Jensen Huang, CEO of Nvidia, has confirmed that the company's direct AI GPU market share in China has collapsed from roughly 95% to zero. Speaking at the Citadel Securities Future of Global Markets event in October 2025, Huang told the audience the company had gone from 95% market share to 0%, adding that he could not imagine any policymaker thinking that was a good idea. He has reiterated the point in subsequent appearances, describing U.S. export policy as having already largely backfired.

A Market Lost in Stages

The erosion began in October 2022, when Washington first restricted high-end chip exports to China. Nvidia's China-specific A800 and H800 processors were rendered noncompliant by 2023 prohibitions, and the H20, a chip designed expressly to fall within earlier limits, was banned in April 2025, resulting in a $5.5 billion inventory charge.
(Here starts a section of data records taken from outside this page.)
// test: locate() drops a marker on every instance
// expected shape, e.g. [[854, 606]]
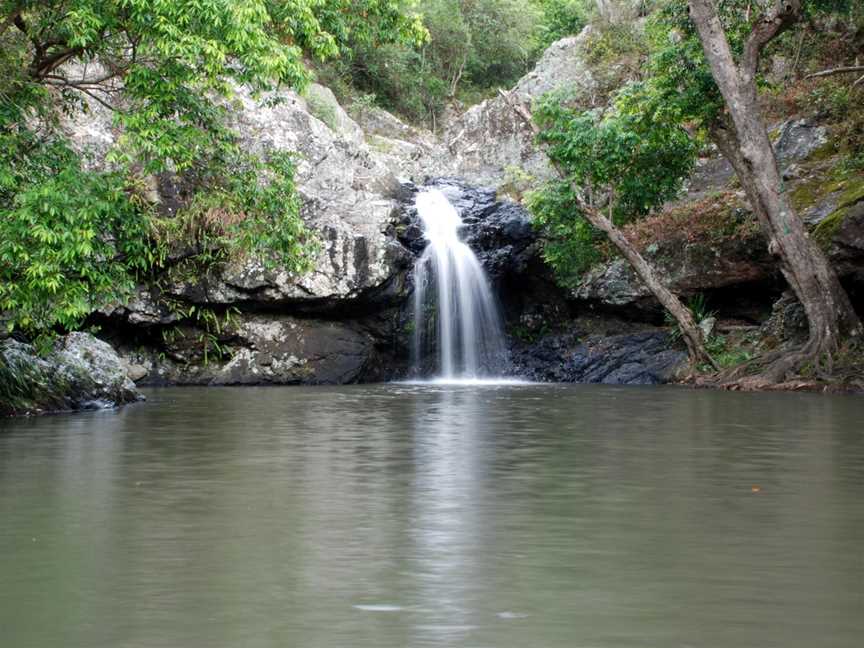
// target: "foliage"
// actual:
[[73, 240], [698, 306], [621, 162], [473, 47], [244, 206], [70, 240], [560, 18], [570, 243]]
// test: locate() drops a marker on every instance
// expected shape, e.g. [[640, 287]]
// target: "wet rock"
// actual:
[[788, 321], [691, 268], [269, 349], [499, 232], [644, 358], [80, 373]]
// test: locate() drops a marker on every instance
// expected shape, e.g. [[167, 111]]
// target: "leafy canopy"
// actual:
[[626, 164], [73, 239]]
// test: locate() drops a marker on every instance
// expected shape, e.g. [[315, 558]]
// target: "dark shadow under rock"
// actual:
[[644, 358]]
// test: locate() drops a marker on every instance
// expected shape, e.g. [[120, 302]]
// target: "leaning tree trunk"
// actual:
[[692, 334], [744, 141], [690, 331]]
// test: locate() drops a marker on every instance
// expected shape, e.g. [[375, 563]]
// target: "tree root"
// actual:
[[781, 369]]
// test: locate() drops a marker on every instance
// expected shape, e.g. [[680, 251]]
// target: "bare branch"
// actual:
[[833, 71], [692, 334], [84, 88], [784, 14]]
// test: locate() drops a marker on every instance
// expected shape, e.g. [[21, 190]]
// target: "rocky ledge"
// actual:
[[79, 373]]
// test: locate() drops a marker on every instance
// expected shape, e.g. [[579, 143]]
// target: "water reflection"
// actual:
[[436, 516]]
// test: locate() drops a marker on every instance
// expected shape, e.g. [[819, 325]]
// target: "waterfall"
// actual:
[[454, 310]]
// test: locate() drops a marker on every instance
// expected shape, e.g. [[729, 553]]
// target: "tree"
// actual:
[[73, 239], [742, 137], [613, 162]]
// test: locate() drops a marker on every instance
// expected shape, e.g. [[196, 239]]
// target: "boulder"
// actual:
[[642, 358], [268, 349], [80, 373]]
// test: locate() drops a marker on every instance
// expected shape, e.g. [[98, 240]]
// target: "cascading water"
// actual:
[[454, 310]]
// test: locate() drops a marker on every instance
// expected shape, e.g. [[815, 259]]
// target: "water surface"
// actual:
[[436, 515]]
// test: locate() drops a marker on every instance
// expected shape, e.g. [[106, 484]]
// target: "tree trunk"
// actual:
[[744, 141], [690, 331]]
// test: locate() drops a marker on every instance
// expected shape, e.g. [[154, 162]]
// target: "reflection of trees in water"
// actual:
[[217, 517]]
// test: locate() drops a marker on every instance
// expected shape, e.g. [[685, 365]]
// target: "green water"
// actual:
[[401, 516]]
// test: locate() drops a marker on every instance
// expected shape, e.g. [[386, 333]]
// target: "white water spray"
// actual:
[[454, 311]]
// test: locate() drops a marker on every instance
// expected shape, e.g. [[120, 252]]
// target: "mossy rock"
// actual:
[[852, 194]]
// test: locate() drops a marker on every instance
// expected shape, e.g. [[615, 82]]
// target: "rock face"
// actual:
[[491, 144], [643, 358], [80, 373], [334, 324]]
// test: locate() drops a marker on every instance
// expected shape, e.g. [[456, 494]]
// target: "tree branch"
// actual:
[[80, 87], [9, 21], [833, 71], [784, 14], [692, 334]]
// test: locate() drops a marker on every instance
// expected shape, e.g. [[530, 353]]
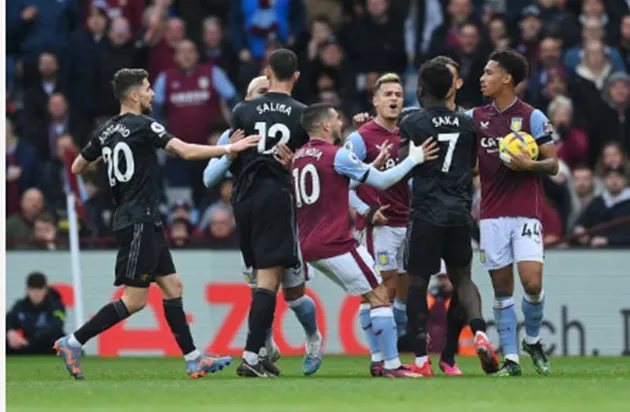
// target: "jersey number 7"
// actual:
[[273, 132], [451, 138]]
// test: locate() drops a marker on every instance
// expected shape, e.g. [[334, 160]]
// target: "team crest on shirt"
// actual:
[[383, 258], [517, 124]]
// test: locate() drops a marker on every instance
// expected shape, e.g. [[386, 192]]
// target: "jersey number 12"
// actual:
[[273, 132], [113, 166], [451, 138]]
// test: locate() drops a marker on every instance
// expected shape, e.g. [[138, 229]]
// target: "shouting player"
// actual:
[[384, 213], [441, 222], [127, 143], [302, 305], [511, 206], [263, 204], [321, 174]]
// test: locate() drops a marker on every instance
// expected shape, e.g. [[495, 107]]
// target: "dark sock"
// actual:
[[477, 325], [418, 313], [176, 318], [260, 319], [105, 318], [454, 325]]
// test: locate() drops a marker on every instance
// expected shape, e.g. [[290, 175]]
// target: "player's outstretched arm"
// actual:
[[190, 151]]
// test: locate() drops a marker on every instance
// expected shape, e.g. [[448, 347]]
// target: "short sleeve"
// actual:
[[356, 144], [348, 164], [158, 135], [540, 127], [92, 150]]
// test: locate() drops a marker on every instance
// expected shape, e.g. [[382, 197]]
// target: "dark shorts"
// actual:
[[266, 226], [428, 243], [143, 255]]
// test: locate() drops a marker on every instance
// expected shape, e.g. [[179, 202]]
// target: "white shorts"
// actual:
[[387, 245], [354, 271], [507, 240]]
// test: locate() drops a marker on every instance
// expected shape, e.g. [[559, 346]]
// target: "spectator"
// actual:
[[612, 204], [613, 156], [571, 142], [592, 29], [190, 98], [584, 185], [20, 226], [121, 51], [252, 22], [498, 33], [624, 43], [180, 233], [161, 52], [220, 234], [42, 25], [216, 50], [86, 47], [23, 168], [445, 37], [472, 55], [528, 42], [610, 122], [53, 178], [36, 321], [550, 62], [382, 45], [38, 93], [45, 231]]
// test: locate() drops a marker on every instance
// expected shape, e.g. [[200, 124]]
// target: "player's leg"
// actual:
[[496, 256], [528, 253], [131, 269], [457, 252], [422, 260], [386, 250]]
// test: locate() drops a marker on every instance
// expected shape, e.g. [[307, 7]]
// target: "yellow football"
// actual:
[[515, 142]]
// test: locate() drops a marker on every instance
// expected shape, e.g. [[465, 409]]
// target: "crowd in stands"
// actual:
[[61, 57]]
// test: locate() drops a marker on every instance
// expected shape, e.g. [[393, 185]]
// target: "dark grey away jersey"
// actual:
[[442, 188], [276, 118], [128, 144]]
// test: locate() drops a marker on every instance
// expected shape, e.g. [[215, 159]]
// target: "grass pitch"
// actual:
[[599, 384]]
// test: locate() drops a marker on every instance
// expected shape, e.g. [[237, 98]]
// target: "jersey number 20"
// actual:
[[111, 158], [299, 181], [273, 132]]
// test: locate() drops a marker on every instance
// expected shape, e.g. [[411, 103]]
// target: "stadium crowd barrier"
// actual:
[[587, 308]]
Huang has described the Chinese AI market as a $50 billion annual opportunity that Nvidia can no longer address. Efforts to re-enter the market have stalled repeatedly. The Trump administration approved limited H200 sales to China in late 2025, and Huang announced in March 2026 that the company had received purchase orders and was restarting manufacturing. But Beijing moved to block the chips at customs in January 2026 and directed domestic tech firms not to purchase them unless absolutely necessary. By March, Nvidia had scaled back H200 production in favour of its next-generation Vera Rubin chips.

Huawei Fills the Vacuum

The chief beneficiary of Nvidia's absence is Huawei, which is on track to capture the largest share of China's AI chip market this year. The company expects AI chip revenue to reach approximately $12 billion in 2026, up from $7.5 billion in 2025, a jump of at least 60%, driven by orders for its Ascend 950PR processor. Beijing has actively steered domestic companies towards local suppliers, accelerating demand further after DeepSeek's V4 AI model launched with day-one support for Huawei hardware.

The Broader Shift

Chinese chipmakers claimed 41% of the local AI server market in 2025, shipping 1.65 million GPUs, while Nvidia's share fell to 55%. Morgan Stanley estimates that by 2030, domestic suppliers could account for 86% of a $67 billion Chinese AI chip market. For Nvidia, the world's second-largest computing market has become, as Huang put it, a zero column in its forecasts.